People's eye/brain imaging system exhibits 'handedness'. Normally, one eye is dominant over the other, so it may well be that *you* see anaglyphs in a better way when you tickle the right-hand neurones - but other folk might do better the other way around! I don't know what the relative numbers are for right/left visual preference, but there's every chance that there is an overall bias towards one side or the other. Perhaps the instructions for looking at anaglyphs should include a suggestion that, if all else fails, the image should be flipped right-left.

Good work, though, I really enjoyed flying over the delta!


Bob Shaw
CosmicRocker
I'm sure you're correct about that.
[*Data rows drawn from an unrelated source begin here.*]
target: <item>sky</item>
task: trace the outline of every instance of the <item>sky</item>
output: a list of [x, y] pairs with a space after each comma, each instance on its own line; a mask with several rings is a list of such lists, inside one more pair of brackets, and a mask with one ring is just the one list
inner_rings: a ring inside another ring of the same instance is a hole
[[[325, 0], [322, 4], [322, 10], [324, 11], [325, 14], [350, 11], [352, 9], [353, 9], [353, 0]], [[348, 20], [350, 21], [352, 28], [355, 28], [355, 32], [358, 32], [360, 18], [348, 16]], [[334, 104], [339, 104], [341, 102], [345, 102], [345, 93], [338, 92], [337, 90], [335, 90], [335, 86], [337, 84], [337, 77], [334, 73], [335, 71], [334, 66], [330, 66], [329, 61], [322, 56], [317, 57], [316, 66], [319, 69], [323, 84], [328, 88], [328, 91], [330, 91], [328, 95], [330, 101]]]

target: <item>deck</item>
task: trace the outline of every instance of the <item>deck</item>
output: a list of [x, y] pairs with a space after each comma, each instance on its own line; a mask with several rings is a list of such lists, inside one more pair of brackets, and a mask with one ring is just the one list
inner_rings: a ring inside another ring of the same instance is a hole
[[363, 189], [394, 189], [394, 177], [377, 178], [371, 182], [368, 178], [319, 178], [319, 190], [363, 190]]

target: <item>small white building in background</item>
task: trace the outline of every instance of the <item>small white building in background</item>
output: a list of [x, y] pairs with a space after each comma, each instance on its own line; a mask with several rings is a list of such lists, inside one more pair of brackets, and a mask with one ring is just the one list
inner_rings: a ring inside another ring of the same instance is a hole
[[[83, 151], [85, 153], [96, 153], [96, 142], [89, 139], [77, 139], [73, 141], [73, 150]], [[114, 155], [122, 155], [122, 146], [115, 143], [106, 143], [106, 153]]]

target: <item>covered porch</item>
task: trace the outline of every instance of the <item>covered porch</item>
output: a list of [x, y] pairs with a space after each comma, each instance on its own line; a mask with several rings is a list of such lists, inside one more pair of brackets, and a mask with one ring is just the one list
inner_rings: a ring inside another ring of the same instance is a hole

On occasions when I had to look at reversed anaglyphs with the glasses flipped I have difficulty seeing depth at first. My brain definitely wants the red filter on the left and cyan on the right. In the case of the half-color anaglyph I was hypothesizing that with the color image coming through the cyan filter, twice as much color information (blue and green) can pass. Whereas with color on the left, only red can pass. That may be an oversimplified way to look at it.

On a different subject, I realized that many more people could use the HiRise image list I made if I posted it in html rather than as an Excel file. This will not have the functionality of the spreadsheet I posted ealier, but at least it is a listing of all the images available so far, with ancillary information and links to the image page.